Should Oil Markets Brace for A U.S. Shale Comeback?

The 2020 crisis put an abrupt end to the growth in U.S. crude oil production, which had just hit 13 million barrels per day (bpd) before oil prices and demand collapsed with the spread of the pandemic. Between March and May 2020, U.S. oil production plunged by over 2.5 million bpd as companies slashed spending on drilling and curtailed output in response to the low oil prices. In May, U.S. oil production hit 10 million bpd—its lowest monthly level since late 2017.

After the trough in May, oil output in the United States has been gradually growing as producers restore curtailed volumes and oil prices recover part of the losses from earlier in 2020, due to encouraging news about vaccines, which gave the market hopes that the long-awaited oil demand recovery was finally in sight.

EIA estimates point to U.S. oil production staying at around 11 million bpd for at least another year, as production rates from existing wells in the U.S. shale patch will fall faster than production gains from fewer newly drilled wells.

But some analysts say that the market has been too quick to write off U.S. shale again, and will be surprised by the rebound in American oil production in 2021.

Some even suggest that the U.S. shale patch and the EIA are deliberately painting a gloomier picture than reality in order to ‘fool’ the OPEC+ alliance to continue withholding large volumes from the market and sustain oil prices at levels around $50 a barrel that would help U.S. production to jump this year.

According to energy economist Philip K. Verleger, the EIA is under-reporting U.S. crude oil production in recent months, thus helping the narrative of some U.S. oil executives—such as Pioneer Resources’ chief executive Scott Sheffield—that American production will only see modest gains this year and next.

Verleger’s energy consultancy PKVerleger estimates that U.S. oil production was 12.4 million bpd at the end of November, while the EIA has estimated it at 11 million bpd.

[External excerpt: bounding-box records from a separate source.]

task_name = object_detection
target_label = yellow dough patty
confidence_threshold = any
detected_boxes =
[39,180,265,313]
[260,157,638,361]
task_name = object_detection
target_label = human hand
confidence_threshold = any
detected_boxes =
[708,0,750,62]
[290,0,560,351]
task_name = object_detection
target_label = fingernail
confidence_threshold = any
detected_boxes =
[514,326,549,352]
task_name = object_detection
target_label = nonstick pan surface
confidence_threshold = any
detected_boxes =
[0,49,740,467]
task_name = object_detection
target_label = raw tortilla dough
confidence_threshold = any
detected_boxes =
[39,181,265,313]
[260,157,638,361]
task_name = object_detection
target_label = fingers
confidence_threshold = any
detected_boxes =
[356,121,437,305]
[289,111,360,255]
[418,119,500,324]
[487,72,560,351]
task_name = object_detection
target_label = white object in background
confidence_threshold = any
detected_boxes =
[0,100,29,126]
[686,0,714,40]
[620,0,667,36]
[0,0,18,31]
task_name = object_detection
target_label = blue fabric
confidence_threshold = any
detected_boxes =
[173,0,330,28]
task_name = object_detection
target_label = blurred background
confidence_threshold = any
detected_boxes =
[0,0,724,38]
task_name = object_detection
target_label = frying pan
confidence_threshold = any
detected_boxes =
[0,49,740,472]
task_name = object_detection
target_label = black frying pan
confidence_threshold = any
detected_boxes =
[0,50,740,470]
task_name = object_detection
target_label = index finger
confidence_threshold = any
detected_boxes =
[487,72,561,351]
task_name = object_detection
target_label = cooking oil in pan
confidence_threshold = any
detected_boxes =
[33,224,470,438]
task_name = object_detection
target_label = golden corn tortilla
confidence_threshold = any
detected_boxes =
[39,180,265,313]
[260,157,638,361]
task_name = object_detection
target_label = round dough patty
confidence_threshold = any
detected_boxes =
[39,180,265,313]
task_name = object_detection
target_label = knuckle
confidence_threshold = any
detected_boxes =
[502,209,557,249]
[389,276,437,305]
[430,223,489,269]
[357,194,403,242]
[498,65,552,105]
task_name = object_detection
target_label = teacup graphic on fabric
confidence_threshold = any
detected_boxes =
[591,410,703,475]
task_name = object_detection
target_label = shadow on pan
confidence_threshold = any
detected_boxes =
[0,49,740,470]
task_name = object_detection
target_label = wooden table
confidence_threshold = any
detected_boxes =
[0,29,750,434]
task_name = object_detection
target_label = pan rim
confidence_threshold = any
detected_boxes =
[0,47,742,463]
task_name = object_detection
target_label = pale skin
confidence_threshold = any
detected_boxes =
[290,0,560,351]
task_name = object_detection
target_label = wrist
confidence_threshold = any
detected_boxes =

“One might say EIA officials are deliberately underestimating the rise in US production to boost prices and facilitate hedging by US producers, thereby helping to strengthen and perpetuate the industry,” PKVerleger said in the ‘Fracking Comeback’ note in early December.

“Oil-exporting countries have been fooled. Their agreement to limit output increases to support oil prices has laid the foundation for a renewed boost in US production. Once again, OPEC and other oil-exporting nations have wasted the gains of a price war,” the note says.

In its latest Short-Term Energy Outlook (STEO), the EIA sees U.S. crude oil production declining on an average annual basis from 12.2 million bpd in 2019 to 11.3 million bpd in 2020 and 11.1 million bpd in 2021. Rising drilling activity in response to higher oil prices is set to push monthly output to 11.4 million in December 2021, according to EIA estimates.

The outlook of the U.S. oil industry itself has considerably improved in recent months, the Dallas Fed Energy Survey for Q4 showed. The business activity index moved into positive territory, rising from -6.6 in Q3 to 18.5 in Q4. This was the first positive reading for the business activity index since the first quarter of 2019, with the increase driven by both E&P and oilfield services firms, according to the survey. Moreover, most E&P executives—72 percent—expect their firm will have access to capital from nonbank sources over the next 12 months.

“E&P and supplier consolidation needs to increase to reduce substantial costs from the system,” one E&P executive said in the Dallas Fed survey.

Pressured by plunging oil prices and the need to adjust to the lower oil demand, U.S. oil producers have slashed costs and managed to bring down their average breakeven costs over the past year by nearly 20 percent to $45 a barrel on average, BloombergNEF (BNEF) said in a report last month.

Declining costs could additionally help the U.S. shale rebound this year, Dan Eberhart, chief executive at privately held U.S. oilfield services company Canary, writes in Forbes.

“Don’t write off the great shale story just yet. The final chapter — maybe its best — is still being written,” Eberhart says.

Not everyone is so optimistic about U.S. shale, with bankruptcy filings still rising and consolidation deferring smaller-scale developments.

“It’s going to be hard for the shale development in the U.S. to get U.S. production back to 13 MMbd. Now, especially as consolidation occurs and as people really focus on full-cycle returns and net present value of their developments, the economics is going to drive a lot of decisions to not do these smaller-scale developments,” Occidental CEO Vicki Hollub told IHS Markit Vice Chairman Daniel Yergin in mid-November.

The worst for U.S. oil production is over. Still, the fate of the shale patch in 2021 and 2022 will depend on access to capital, cost reductions, and spending discipline, as much as it will hinge on global oil demand and the OPEC+ policies to support oil prices.